Friday, June 20, 2008


So, it is the time again for tie-dye splatters on our shirts as well as pits scattering across the floor the first of the season’s stone fruit adorn my kitchen counter. Cherries have quietly appeared in the market here in the northeast, and I must say I happy to see them a couple weeks earlier than usual. A chilled, ripe cherry is as satisfying today as a jawbreaker was to the prepubescent lad who would drop his precious quarter in the slot of the candy machine. Cherries freeze fantastically given its thick outer skin. If buying a red Bing look for a dark sanguine cherry with a smooth skin; the Queen Anne and Rainer varieties should be firm and smooth skinned. These yellow to blushing latter cherries have a natural lower acidity making them seem even sweeter.

I did finally spring for a cherry pitter; it is easier then cutting them in half, which doubles as an olive pitter in the off-season. Though I have decided it is best to pit the cherry into a tall glass allowing the seed to fall to the bottom and avoiding the resulting splat of cherry juice everywhere.

They are the easiest of bowlful of pleasure but their usage does not stop there.

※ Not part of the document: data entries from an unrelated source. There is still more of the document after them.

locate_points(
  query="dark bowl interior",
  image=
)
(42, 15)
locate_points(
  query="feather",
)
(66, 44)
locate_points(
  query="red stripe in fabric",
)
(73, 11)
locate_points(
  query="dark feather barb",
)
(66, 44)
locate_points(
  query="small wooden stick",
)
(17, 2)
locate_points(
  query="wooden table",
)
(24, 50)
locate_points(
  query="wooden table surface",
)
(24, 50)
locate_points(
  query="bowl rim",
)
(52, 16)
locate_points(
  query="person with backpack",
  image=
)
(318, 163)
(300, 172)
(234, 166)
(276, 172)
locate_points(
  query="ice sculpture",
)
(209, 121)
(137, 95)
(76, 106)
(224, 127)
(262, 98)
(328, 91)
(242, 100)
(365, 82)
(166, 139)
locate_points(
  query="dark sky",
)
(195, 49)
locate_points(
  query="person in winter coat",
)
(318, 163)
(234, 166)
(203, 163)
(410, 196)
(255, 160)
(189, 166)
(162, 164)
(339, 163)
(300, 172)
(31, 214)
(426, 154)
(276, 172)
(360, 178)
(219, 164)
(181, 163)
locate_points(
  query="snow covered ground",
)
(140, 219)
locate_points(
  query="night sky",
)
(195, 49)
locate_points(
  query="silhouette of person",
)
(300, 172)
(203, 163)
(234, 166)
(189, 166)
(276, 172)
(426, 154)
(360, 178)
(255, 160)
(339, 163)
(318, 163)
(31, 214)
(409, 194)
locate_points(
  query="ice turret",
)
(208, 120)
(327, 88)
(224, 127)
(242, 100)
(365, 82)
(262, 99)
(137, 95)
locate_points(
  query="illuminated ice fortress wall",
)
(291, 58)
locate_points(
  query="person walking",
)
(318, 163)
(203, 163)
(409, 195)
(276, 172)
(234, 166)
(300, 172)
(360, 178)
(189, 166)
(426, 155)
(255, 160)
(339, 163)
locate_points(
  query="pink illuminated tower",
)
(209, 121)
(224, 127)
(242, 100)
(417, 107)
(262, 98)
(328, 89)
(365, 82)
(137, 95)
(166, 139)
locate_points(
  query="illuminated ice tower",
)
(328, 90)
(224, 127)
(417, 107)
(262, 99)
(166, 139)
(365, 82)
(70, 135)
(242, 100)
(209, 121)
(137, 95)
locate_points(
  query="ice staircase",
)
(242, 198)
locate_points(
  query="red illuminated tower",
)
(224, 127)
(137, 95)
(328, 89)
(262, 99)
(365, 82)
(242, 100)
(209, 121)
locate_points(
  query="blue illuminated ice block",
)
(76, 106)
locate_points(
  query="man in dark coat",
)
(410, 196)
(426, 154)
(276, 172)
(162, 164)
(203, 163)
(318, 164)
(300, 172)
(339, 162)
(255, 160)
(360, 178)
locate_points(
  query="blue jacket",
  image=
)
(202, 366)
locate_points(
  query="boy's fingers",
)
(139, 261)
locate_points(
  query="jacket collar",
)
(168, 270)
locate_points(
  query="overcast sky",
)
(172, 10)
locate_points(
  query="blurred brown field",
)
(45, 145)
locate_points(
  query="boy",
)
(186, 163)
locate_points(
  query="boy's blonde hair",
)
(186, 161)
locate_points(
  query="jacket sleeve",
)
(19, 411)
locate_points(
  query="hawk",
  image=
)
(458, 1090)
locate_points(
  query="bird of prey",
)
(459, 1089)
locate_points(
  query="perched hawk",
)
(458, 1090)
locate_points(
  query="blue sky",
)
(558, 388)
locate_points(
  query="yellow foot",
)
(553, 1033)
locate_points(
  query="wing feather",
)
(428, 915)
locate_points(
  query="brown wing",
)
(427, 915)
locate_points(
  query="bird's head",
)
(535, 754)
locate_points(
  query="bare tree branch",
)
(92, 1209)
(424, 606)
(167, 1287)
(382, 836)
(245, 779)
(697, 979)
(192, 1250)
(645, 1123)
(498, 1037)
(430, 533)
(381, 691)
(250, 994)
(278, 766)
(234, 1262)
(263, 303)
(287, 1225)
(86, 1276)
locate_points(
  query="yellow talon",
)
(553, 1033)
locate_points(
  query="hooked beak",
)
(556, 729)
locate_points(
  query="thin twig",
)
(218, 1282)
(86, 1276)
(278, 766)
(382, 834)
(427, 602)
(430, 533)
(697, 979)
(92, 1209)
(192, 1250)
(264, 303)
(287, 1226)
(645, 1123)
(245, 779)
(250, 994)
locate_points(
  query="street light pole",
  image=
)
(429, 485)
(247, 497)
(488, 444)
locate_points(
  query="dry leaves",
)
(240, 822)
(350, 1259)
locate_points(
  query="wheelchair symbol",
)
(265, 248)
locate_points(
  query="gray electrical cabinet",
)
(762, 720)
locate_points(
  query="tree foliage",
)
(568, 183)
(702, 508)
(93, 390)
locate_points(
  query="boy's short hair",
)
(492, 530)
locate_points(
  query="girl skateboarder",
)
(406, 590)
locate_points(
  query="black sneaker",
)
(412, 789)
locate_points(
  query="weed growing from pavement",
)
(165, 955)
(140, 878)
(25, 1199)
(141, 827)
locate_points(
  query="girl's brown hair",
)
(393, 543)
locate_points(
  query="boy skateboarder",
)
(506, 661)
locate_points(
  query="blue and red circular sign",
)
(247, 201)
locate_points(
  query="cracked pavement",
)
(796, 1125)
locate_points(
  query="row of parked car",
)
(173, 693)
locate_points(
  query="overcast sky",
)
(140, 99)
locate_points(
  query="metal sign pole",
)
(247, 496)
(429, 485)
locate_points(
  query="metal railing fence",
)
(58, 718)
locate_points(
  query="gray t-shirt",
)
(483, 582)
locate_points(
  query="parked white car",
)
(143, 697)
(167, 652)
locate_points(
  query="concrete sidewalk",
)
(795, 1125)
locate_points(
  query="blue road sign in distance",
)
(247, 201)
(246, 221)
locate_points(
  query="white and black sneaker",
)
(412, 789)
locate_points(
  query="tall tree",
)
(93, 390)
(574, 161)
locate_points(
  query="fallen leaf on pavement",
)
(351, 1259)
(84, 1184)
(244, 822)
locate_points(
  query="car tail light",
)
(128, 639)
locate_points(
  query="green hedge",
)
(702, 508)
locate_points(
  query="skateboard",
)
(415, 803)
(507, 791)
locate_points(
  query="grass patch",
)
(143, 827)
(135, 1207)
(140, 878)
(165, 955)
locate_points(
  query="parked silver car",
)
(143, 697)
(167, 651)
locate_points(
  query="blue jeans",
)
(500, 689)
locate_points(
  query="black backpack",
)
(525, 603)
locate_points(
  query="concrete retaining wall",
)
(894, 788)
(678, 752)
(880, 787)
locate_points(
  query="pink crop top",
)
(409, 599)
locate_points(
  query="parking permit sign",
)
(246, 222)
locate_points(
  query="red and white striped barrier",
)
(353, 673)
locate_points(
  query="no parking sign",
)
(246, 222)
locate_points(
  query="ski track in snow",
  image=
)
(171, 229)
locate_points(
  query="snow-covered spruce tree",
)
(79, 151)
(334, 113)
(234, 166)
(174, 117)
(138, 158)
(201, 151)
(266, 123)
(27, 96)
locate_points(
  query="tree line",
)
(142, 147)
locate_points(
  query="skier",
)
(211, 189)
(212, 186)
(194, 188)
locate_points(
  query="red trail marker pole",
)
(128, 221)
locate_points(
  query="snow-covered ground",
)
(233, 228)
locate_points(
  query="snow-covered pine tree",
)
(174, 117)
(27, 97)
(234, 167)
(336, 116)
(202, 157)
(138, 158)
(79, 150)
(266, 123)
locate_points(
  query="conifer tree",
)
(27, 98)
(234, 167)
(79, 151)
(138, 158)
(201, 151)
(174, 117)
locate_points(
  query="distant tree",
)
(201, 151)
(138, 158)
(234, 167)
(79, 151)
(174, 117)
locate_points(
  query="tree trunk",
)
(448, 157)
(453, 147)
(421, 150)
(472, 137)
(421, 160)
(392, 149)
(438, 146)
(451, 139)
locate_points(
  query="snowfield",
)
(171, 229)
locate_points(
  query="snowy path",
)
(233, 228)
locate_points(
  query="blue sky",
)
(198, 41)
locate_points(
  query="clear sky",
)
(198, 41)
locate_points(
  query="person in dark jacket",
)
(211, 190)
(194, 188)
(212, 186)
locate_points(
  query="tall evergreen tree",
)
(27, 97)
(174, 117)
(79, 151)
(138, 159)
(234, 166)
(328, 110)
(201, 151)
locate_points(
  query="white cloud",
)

Whole Black Sea Bass with Cherries – yields 6 servings
2 three-pound whole black sea bass – scales removed
1-teaspoon coarse salt (such as kosher or sea)
1/2-teaspoon freshly ground black pepper
5 scallions – green tops only; cut 1/12 inch pieces
2-tablespoons tarragon leaves – roughly chopped
1/2-pound cherries - pitted

Pre heat the oven to 475 degrees.

Wash the sea bass quickly under very cold water, and pat dry. Make three cuts, on the diagonal, through the flesh of the fish on each side. Sprinkle the fish with the salt and pepper. Place the fish on a parchment lined baking tray, and fill the cavity of the fish with the scallions, tarragon and cherries having the filling spill out of the fish. Cook in the oven for 20 to 25 minutes. Serve immediately.